On the “Interesting” front, the first “Gold Vending Machine” in the world has been installed in Beijing. Shoppers in the popular Wangfuijing Street can put cash or a bank card in a vending machine to withdraw gold bars or coins.

Very interesting.

 

Wow: The Perfect Storm, And China Stocks Crushed

What an ugly day. China stocks are being absolutely crushed today. The news out of China is a “worst case scenario”.

Today is likely to be capitulation day, and I would expect something better next week. September can be an ugly month, and its living up to its reputation.

In over news night there were two items out of China that have fund managers just blowing out of equities today. There was news China’s manufacturing sector slowed for the third month in a row. The HSBC Purchasing Manager’s index for September- and early forecast, showed a reading of 49.9- anything below 50 suggests contraction.

I don’t believe this was a big surprise to the world as this is a measure of exports, and the global slow down is creating less demand.

However, resilient and growing domestic demand is keeping inflation high. Thursday’s data showed rising input costs, which suggests inflation is still strong.

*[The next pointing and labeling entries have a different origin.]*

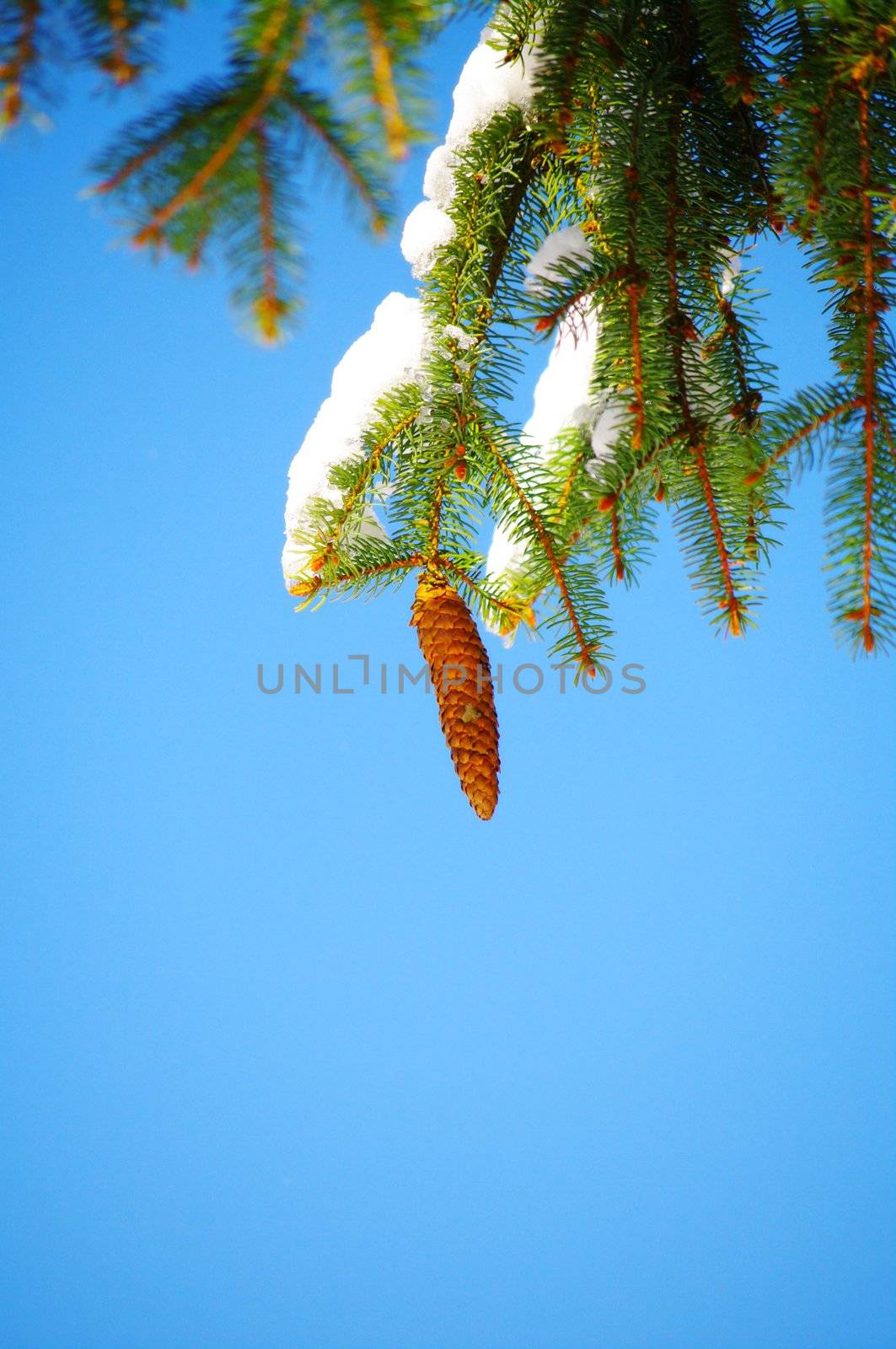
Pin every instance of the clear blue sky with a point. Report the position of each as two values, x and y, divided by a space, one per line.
297 1052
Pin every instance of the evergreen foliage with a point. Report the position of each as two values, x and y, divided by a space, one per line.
671 137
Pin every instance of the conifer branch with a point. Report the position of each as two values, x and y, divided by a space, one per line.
587 654
372 465
808 429
679 324
869 395
24 54
352 577
152 233
385 92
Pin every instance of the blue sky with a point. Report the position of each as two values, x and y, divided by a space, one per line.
297 1052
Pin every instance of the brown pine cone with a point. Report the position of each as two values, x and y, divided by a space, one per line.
451 644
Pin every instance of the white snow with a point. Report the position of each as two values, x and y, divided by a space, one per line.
561 250
427 229
730 273
453 332
561 401
388 355
486 87
439 179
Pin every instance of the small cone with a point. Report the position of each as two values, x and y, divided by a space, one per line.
451 644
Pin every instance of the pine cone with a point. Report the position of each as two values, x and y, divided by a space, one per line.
451 644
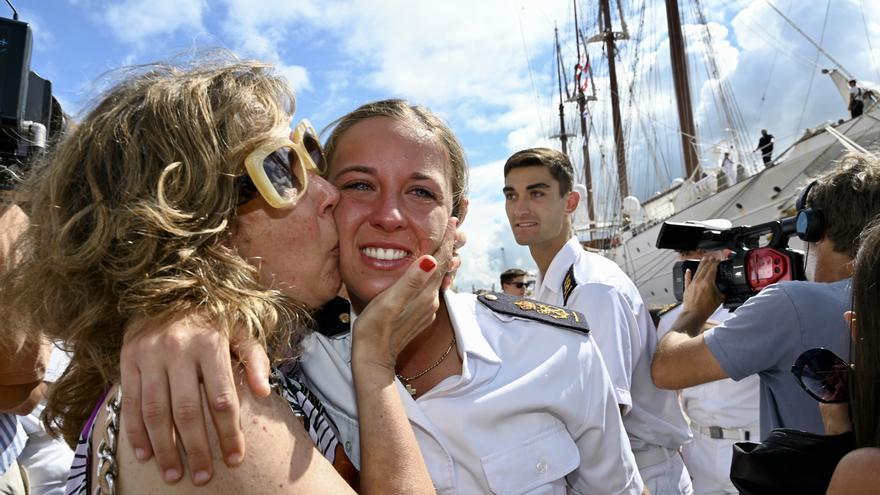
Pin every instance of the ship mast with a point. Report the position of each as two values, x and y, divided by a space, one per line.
563 136
582 107
682 92
608 36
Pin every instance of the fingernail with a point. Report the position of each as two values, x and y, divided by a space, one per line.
427 265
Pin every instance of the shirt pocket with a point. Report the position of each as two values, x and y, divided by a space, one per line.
537 465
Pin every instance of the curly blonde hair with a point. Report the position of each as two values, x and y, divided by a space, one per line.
132 216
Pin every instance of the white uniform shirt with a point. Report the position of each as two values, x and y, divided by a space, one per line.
723 403
533 410
622 328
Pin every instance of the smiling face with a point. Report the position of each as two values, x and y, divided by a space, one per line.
395 201
537 213
295 249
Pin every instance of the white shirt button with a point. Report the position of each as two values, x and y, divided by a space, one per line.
541 466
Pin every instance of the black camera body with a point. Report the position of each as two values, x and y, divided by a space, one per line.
750 267
29 115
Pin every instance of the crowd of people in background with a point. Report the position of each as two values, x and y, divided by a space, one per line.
200 296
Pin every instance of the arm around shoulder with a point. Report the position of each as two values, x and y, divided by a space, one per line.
285 459
857 473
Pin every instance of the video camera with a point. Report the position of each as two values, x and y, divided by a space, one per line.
749 269
29 115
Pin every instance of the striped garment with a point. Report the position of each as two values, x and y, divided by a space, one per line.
302 402
12 440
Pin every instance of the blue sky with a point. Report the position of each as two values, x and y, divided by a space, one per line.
486 67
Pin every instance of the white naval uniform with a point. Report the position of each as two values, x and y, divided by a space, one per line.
533 410
622 328
728 407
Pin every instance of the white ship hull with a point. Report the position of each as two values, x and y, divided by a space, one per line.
766 196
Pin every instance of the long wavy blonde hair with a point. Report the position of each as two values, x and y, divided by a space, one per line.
132 216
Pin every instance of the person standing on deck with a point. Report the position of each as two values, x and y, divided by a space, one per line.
539 201
856 99
765 145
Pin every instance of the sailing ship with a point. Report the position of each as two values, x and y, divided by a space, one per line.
627 229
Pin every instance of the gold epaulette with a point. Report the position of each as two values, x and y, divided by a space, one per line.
534 310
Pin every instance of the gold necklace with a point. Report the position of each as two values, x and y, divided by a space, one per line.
407 379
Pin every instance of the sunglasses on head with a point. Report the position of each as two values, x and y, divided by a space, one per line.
823 375
279 168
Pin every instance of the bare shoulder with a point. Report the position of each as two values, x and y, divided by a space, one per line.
280 457
857 473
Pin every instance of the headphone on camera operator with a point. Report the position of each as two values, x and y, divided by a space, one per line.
809 222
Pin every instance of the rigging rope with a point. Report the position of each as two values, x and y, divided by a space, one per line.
813 73
531 74
868 37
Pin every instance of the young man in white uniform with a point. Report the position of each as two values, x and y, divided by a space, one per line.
539 202
532 410
721 413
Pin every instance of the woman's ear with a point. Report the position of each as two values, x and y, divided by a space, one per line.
573 200
461 211
850 318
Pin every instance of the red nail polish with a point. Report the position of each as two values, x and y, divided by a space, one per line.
427 265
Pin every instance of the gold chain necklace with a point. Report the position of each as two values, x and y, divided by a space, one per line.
407 379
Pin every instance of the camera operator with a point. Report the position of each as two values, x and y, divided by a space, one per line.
766 334
721 412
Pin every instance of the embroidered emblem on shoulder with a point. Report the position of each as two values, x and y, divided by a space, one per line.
534 310
667 308
568 284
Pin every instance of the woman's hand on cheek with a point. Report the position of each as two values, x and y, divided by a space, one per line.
397 315
161 364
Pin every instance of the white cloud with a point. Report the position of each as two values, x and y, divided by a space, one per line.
297 76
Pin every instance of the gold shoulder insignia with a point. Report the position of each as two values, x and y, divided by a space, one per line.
568 284
534 310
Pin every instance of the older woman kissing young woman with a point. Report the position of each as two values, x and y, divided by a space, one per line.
182 192
501 398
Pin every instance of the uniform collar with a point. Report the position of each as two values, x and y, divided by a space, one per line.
471 341
567 255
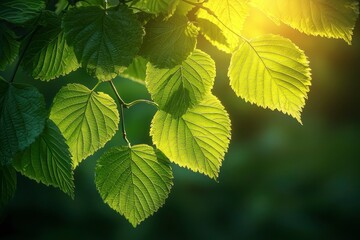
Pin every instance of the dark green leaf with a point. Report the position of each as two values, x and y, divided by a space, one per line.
105 41
22 118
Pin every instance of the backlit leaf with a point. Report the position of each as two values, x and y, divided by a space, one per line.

As I said- the perfect storm. You have manufacturing slowing, but you’re not getting the much needed corresponding drop in inflation. This double whammy has the markets reeling.

In overnight trading:

  • The Shanghai A shares were down 2.78%, and the B shares down 2.58%, giving back all the previous day’s huge gains.
  • The IMF cut its forecast for China growth for this year and next. This year was cut to 9.5%, and next year was cut to 9%.
  • Economists in China are still forecasting waning inflation.

That’s enough for today. I’m going to turn off the computer and leave today. I’ll let this market blow its brains out.

Gold is also getting clobbered today, which suggests no one cares about any asset class today.